In 1988 Missourians went to the polls and approved by almost two to one a one-tenth of one percent sales tax for state parks and soil conservation. The tax, first enacted in 1984, has reduced by half the loss of one of our state's most valuable resources - soil. And it has made Missouri State Parks the envy of the nation for their beauty and recreation opportunities.
This year on November 5, voters can continue to save soil and improve parks by voting "Yes" for Amendment 8. The amendment will extend the sales tax for parks and soils, which otherwise will expire in November, 1998. [The Conservation Commission, at its meeting October 21 at Montauk State Park, unanimously endorsed the one-tenth of one percent sales tax.]
If passed, the tax revenue will be used by the Department of Natural Resources to maintain, operate and improve 79 State Parks and historic sites, and continue soil conservation practices that have made Missouri the leader in soil loss rate reduction.
Before 1982 soil loss in Missouri was so severe that the amount lost each year could have buried Interstate 70 in 40 feet of soil from Kansas City to St. Louis. Although that amount has been cut in half, Missouri is still among the top ten states in the nation in soil loss. Five million acres of farmland remain to be treated.

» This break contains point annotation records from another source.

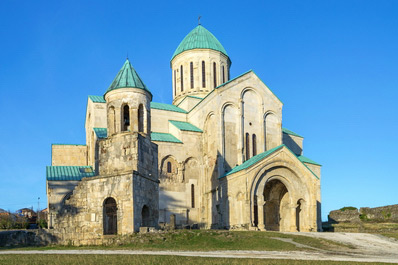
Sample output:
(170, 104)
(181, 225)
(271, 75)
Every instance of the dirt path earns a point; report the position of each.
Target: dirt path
(367, 248)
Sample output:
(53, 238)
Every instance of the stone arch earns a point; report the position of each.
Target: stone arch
(230, 132)
(275, 191)
(167, 161)
(145, 216)
(110, 216)
(272, 130)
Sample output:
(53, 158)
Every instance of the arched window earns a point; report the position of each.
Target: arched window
(169, 169)
(254, 144)
(111, 121)
(193, 196)
(215, 74)
(141, 118)
(175, 89)
(203, 74)
(110, 217)
(182, 78)
(126, 118)
(191, 69)
(247, 146)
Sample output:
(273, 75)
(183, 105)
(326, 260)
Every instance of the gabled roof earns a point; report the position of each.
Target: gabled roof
(253, 160)
(101, 132)
(97, 99)
(164, 137)
(185, 126)
(307, 160)
(199, 38)
(284, 130)
(168, 107)
(62, 173)
(127, 77)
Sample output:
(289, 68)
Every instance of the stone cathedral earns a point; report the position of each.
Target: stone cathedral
(217, 157)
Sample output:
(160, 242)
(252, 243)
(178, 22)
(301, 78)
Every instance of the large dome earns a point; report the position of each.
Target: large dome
(199, 38)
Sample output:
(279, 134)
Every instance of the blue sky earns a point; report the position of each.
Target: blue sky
(334, 65)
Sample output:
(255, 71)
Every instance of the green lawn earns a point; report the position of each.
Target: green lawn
(206, 240)
(143, 259)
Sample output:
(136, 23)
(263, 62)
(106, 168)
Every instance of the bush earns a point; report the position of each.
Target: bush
(348, 208)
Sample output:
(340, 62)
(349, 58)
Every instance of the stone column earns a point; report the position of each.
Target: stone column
(260, 213)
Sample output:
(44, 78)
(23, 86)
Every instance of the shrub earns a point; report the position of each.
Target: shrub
(348, 208)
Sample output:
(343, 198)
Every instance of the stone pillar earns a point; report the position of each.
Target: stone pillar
(260, 213)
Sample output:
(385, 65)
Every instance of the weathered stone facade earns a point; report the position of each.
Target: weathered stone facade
(217, 157)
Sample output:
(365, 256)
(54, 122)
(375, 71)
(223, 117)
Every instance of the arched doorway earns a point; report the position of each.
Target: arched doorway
(145, 216)
(276, 207)
(110, 217)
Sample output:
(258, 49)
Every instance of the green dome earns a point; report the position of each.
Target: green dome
(199, 38)
(127, 77)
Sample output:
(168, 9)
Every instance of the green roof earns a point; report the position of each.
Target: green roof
(199, 38)
(97, 99)
(127, 77)
(101, 132)
(307, 160)
(253, 160)
(164, 137)
(291, 133)
(62, 173)
(168, 107)
(185, 126)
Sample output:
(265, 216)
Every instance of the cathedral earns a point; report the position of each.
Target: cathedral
(216, 158)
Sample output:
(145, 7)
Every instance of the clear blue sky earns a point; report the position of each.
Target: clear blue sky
(334, 65)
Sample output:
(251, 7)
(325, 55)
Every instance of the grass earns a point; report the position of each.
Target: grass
(208, 240)
(144, 259)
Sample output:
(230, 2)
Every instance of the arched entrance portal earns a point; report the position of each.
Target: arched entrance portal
(110, 217)
(276, 206)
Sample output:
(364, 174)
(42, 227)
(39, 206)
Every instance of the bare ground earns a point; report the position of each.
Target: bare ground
(364, 248)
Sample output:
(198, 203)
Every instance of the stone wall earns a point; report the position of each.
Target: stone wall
(380, 214)
(68, 155)
(339, 216)
(18, 238)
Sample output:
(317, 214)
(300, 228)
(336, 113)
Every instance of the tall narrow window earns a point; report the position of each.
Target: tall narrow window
(203, 74)
(141, 118)
(168, 167)
(215, 74)
(182, 78)
(193, 196)
(254, 145)
(126, 118)
(191, 68)
(247, 146)
(175, 89)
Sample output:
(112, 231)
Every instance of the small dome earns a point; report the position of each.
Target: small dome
(127, 77)
(199, 38)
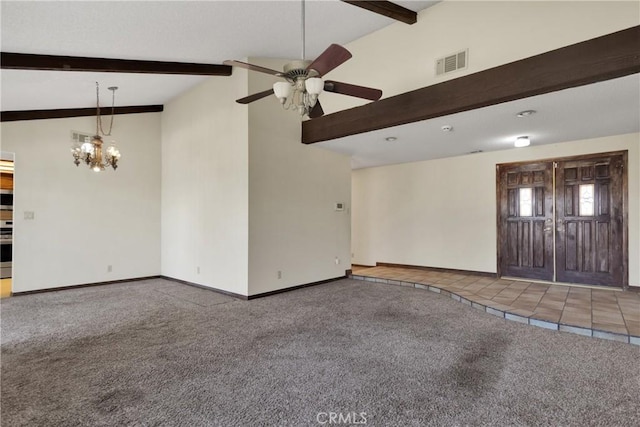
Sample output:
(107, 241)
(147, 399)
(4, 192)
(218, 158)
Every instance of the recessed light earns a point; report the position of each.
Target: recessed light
(522, 141)
(526, 113)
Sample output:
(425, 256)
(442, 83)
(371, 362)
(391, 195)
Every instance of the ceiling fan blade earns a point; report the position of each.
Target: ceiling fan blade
(333, 56)
(254, 97)
(316, 111)
(252, 67)
(352, 90)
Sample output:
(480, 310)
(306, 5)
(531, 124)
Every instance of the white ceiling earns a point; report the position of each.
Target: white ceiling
(181, 31)
(213, 31)
(607, 108)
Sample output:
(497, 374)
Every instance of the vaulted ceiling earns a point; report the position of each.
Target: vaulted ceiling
(211, 32)
(182, 31)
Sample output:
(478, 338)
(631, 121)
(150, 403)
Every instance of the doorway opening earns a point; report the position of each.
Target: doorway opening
(6, 223)
(564, 220)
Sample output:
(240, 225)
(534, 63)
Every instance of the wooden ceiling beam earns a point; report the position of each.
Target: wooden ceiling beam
(603, 58)
(27, 61)
(389, 9)
(12, 116)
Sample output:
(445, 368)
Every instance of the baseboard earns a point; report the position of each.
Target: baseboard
(293, 288)
(208, 288)
(438, 269)
(84, 285)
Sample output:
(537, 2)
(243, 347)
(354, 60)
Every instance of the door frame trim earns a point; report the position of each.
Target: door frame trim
(625, 204)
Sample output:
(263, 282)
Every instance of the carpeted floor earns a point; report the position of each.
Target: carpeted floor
(161, 353)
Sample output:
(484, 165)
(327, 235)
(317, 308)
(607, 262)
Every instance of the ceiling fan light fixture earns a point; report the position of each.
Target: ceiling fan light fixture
(282, 91)
(314, 85)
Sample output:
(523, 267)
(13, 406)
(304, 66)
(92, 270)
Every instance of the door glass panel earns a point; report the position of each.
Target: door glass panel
(586, 200)
(526, 206)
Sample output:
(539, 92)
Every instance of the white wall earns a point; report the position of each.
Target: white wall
(442, 213)
(401, 57)
(84, 221)
(205, 185)
(293, 227)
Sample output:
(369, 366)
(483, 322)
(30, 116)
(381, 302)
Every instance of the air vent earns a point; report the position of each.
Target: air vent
(80, 137)
(450, 63)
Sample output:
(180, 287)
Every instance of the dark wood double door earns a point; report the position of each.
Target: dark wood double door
(564, 220)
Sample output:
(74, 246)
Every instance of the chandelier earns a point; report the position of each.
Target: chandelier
(92, 152)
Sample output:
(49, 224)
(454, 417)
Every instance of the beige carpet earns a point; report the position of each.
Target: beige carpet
(161, 353)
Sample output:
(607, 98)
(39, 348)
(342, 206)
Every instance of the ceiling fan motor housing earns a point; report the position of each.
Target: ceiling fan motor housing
(297, 70)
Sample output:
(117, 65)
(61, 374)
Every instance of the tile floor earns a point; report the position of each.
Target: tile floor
(603, 313)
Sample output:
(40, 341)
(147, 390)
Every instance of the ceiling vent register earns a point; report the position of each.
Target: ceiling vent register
(451, 63)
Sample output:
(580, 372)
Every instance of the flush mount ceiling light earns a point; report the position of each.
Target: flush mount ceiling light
(526, 113)
(91, 152)
(522, 141)
(304, 80)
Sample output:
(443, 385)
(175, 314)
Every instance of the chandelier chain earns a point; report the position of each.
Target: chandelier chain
(99, 128)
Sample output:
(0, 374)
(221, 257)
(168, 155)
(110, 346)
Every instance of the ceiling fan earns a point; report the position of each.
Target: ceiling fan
(304, 80)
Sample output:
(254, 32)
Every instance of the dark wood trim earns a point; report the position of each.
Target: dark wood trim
(208, 288)
(625, 220)
(27, 61)
(293, 288)
(12, 116)
(437, 269)
(388, 9)
(603, 58)
(564, 158)
(84, 285)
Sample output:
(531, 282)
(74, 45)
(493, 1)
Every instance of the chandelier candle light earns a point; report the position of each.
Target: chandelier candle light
(92, 152)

Landowners have benefited directly from soil conservation practices made possible with cost-share funds provided by the sales tax. More than 125 million tons of soil have been saved on 1.2 million acres of cropland. All Missourians have benefited from the improvements to water quality resulting from reduced siltation in rivers and lakes and lower pesticide levels.
If Amendment 8 passes on November 5, soil conservation programs will focus attention on the problem of non-point source pollution and increased protection for Missouri watersheds - a concern identified by 80 percent of Missourians asked to name the greatest threat to our state's environment.
Since 1984, the number of visitors to Missouri State Parks and Historic Sites has jumped 77 percent. Nearly two thirds of visitors are from urban areas. What visitors find (and what they return for) are attractive, well-maintained recreation areas that offer low-cost fun in the outdoors.
Funds from the one-tenth cent sales tax have improved campgrounds in 35 state parks, built cabins and other facilities and added several new parks and lands. One such site of statewide significance is Illiniwek Village, Missouri's only area showing evidence of occupation by the Illinois Indians.
The sales tax currently yields about $57 million per year, divided equally between State Parks and soil conservation. Each Missourian pays about $10 in taxes to support these programs. Yet $10 spent by each Missourian alone will not provide the benefits of Amendment 8.
By combining our dollars, we can continue to lead the nation in protecting our soil resources, water quality and State Parks. We can continue to be the conservation state.